MoneyMitch 03-31-2013 06:18 PM

would be cool to use a capped soil like you did in one tank with a few plants then in another tank do diy co2 with same plants. use the same light but have them in totall darkness when lights off. no livestock in either tank. just see what happens and compare results

equatics 03-31-2013 06:33 PM

Quote:

Originally Posted by fish monger (Post 1599569)
"... I was looking at the soil tank one day and a few giiant bubbles came up from the substrate. Big bursts of CO2 I suppose. ..."


The same thing has happened in my gravel substrate tank - not huge bubbles but bubbles nonetheless. It makes me think of "dead spots" in the substrate and SO2 (Sulphur Dioxide) which smells like burnt eggs or something like that. I could easily be totally wrong, but I am going to take a chopstick to the gravel.

JDM 03-31-2013 08:17 PM

I have that all the time, mostly from around the driftwood. It's just captured CO2. Out of curiosity I checked out the smell factor, odourless gas. If I wiggle the wood, more of the same. Sometimes it builds up, sometimes it does not.

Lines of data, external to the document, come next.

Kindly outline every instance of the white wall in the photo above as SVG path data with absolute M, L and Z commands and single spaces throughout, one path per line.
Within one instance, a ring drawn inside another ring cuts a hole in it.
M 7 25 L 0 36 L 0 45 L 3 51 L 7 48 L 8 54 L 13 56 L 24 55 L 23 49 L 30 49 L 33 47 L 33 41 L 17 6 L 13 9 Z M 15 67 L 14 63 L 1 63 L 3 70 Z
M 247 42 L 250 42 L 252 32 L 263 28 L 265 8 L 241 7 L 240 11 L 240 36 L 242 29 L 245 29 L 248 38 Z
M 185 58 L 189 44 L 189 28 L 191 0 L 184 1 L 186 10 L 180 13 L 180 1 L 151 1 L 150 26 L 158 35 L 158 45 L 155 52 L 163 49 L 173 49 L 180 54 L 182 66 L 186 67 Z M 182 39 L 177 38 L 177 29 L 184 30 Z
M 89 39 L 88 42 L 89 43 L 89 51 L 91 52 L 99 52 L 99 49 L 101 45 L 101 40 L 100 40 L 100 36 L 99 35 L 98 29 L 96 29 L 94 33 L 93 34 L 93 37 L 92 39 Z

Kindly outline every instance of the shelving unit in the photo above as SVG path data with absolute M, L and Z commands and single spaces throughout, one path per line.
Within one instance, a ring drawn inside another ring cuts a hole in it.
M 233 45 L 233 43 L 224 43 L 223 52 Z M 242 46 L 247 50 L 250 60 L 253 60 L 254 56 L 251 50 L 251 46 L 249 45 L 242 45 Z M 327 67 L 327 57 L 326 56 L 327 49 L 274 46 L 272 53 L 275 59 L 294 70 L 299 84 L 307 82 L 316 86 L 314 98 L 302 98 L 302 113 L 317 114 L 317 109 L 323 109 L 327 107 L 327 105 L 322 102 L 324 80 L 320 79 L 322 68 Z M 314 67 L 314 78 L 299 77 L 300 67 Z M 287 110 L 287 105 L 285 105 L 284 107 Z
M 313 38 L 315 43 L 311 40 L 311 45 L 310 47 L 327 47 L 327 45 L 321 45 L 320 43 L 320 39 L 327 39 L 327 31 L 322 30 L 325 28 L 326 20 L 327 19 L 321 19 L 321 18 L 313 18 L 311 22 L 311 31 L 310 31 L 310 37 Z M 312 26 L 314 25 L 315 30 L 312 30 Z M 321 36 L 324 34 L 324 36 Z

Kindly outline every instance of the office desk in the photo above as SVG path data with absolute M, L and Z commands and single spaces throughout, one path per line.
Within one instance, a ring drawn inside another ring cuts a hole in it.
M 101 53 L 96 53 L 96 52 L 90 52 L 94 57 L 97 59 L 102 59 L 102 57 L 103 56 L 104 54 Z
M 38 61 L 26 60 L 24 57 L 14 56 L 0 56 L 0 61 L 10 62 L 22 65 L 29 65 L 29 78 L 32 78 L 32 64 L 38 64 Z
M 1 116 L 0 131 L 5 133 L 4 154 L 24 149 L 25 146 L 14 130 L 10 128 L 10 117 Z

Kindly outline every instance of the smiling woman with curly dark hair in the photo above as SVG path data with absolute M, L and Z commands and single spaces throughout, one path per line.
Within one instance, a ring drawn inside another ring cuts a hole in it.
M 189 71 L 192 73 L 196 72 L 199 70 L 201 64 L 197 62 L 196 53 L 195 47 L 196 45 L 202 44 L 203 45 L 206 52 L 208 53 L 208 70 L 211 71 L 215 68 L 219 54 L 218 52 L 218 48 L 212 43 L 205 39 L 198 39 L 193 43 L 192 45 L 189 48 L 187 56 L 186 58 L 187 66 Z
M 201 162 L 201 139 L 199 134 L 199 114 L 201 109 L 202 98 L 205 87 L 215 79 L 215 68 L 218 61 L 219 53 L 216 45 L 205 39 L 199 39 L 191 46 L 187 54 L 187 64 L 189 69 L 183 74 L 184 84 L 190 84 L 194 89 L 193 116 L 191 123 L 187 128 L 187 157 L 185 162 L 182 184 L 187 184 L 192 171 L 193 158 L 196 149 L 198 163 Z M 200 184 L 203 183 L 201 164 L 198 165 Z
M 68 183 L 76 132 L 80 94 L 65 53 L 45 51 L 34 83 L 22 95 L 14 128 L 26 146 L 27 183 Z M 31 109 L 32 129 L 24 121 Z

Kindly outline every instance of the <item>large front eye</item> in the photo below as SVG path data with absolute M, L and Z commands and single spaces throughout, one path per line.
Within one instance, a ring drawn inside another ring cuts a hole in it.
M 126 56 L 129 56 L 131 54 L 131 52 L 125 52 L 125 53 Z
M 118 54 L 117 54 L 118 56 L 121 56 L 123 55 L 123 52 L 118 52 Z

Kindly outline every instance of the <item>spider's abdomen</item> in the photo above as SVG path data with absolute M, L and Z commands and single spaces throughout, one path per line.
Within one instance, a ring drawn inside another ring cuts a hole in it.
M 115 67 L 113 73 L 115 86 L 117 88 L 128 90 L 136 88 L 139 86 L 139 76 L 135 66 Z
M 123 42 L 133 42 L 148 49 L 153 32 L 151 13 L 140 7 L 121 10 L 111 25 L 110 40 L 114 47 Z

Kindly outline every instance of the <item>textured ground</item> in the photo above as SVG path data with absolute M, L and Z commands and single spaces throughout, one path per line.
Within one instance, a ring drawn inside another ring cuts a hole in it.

In my case with the maximum 3" deep sand substrate and still new tank, less than four months, there probably isn't anything deep enough to worry about, nor will there ever likely be. I expect that some mulm has built up around the base of the driftwood and is decomposing causing the CO2 and the wood/sand holds it for a period.

Jeff.

fish monger 04-01-2013 07:26 AM

Quote:

Originally Posted by JDM (Post 1601465)
What plants are they and do they do this in other tanks as well? I know that a good number of terrestrial plants do something similar so I wouldn't be surprised if it were a natural day/night plant thing.

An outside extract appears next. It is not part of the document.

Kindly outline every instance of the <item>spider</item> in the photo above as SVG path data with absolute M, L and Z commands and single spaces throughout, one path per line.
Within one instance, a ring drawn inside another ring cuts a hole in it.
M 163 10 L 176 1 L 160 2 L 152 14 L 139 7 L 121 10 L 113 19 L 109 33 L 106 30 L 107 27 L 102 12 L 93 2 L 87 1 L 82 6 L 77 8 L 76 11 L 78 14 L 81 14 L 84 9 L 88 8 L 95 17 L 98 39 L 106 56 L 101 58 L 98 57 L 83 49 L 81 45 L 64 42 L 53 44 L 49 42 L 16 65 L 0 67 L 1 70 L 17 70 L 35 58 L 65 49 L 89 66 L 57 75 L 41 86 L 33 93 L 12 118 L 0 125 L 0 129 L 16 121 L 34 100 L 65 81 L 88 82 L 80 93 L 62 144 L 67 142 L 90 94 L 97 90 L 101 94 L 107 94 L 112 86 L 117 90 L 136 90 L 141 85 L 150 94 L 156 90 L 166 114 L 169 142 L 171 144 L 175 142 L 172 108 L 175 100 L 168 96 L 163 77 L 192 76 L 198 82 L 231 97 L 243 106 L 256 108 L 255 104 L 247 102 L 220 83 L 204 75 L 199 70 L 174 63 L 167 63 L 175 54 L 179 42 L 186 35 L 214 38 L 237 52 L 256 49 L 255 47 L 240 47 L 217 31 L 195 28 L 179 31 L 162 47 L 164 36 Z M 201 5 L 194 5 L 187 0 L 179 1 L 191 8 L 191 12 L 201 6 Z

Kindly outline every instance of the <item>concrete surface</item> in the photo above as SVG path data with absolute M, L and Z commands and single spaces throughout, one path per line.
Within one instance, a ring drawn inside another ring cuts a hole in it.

Experimenting is always fun, even if it isn't the most scientific of methodology.

Jeff.

They are Water Wisteria (hygrophila difformis). I haven't noticed any drooping at night in the other tanks. This has always been a difficult plant for me to raise. Suspect insufficient light intensity is the real problem. This project was put together with stuff already on hand.

fish monger 04-01-2013 07:41 AM

Quote:

Originally Posted by Nemo the Clownfish (Post 1601881)
The same thing has happened in my gravel substrate tank - not huge bubbles but bubbles nonetheless. It makes me think of "dead spots" in the substrate and SO2 (Sulphur Dioxide) which smells like burnt eggs or something like that. I could easily be totally wrong, but I am going to take a chopstick to the gravel.

Poking around in the gravel wouldn't be a bad idea. Couldn't do any harm and might do some good. A friend suggested that to me when I mentioned that my plants seemed to be falling off on growth. Can't say that I have noticed any difference; however, I don't think it was wasted time. People keep snails for just that purpose.